Chris Taylor played all over the diamond again for the Dodgers in 2018. Even with a slightly down year compared to last year’s numbers, Taylor turned in a solid season as a super utility.
What went right
Making starts at four different positions, Taylor proved he was worthy of a second consecutive year with significant playing time. He made 73 starts at shortstop in the absence of Corey Seager and 50 more in the outfield.
Even with his overall slash line taking a dip, Taylor still hit 17 home runs and had career highs in doubles (35), triples (8) and walks (55). His 36 multi-hit games ranked second behind Cody Bellinger (41).
He batted .345/.433/.586 with three home runs in the month of September and then hit .282 (11-for-39) in 15 postseason games.
What went wrong
There was plenty that went wrong on the year for Taylor to fight through. The Dodgers had planned to play him primarily in center as part of a platoon when the season began, but quickly changed when Seager went down a month into the season.

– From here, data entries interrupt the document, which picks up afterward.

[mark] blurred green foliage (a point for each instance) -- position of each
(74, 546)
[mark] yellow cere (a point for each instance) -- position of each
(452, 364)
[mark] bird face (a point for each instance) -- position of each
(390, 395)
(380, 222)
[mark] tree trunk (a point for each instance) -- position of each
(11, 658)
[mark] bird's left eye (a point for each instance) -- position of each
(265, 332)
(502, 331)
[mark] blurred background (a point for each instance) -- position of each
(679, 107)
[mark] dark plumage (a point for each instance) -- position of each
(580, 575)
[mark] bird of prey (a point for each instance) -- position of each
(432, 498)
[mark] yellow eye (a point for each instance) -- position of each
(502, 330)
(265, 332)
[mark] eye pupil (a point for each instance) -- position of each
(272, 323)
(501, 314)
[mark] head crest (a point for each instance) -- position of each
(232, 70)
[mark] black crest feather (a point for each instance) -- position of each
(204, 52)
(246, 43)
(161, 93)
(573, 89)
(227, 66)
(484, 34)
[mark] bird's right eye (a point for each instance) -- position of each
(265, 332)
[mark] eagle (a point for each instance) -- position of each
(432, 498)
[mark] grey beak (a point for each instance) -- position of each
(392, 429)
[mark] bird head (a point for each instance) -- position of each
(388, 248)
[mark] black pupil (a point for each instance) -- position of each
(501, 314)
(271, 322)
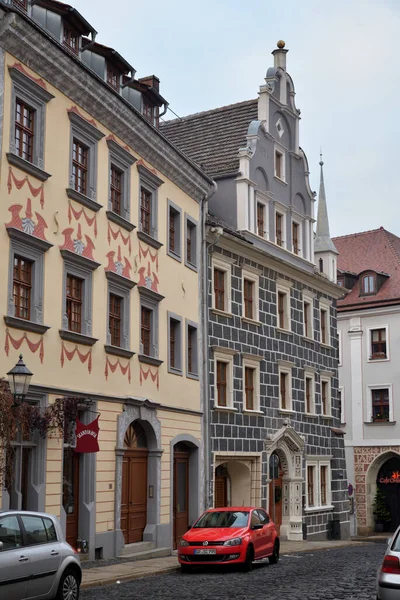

Striking out was the norm for the 27-year-old, much like the rest of the league. Taylor struck out a team-high 178 times in 2018, 27 more than the second most (Bellinger). 129 of those strikeouts came against right-handed pitching in 390 plate appearances (33%).
Despite a .388 BAbip against right-handers, the strikeouts led to him hitting just .265/.333/.453.
The thing Taylor was so good at in 2017, hitting left-handers was not a strong suit for him in 2018. His OPS dropped from .837 to .754 against southpaws. Taylor didn’t get into a groove until September, which was needed at the time.
Stats: 136-for-536, .254/.331/.444, .775 OPS, 110 OPS+, 17 HR, 35 doubles, 8 triples, 178 strikeouts, 55 walks, 9 SB, 63 RBI, 85 runs
Game of the year
There are a couple big moments on the season for Taylor. As the bat came alive in September, Taylor provided a walk-off homer in the 10th inning back on September 18 over Colorado.
The blast meant a 1.5-game lead in the division with 10 games to go in a month-long battle for first with the Rockies. A loss in that game could’ve meant an end to the Dodgers streak of NL West titles.
Perhaps the shining moment in Taylor’s season came in Game 7 of the NLCS in Milwaukee. With a 2-1 lead in favor of Los Angeles with two out in the fifth, Christian Yelich connected with what looked like a game-tying hit to the left field gap.
But Taylor ran it down to make a spectacular play that will be part of Dodger highlight packages for years to come.
Taylor has three years and 37 days of major league service time and is in his first year of arbitration eligibility.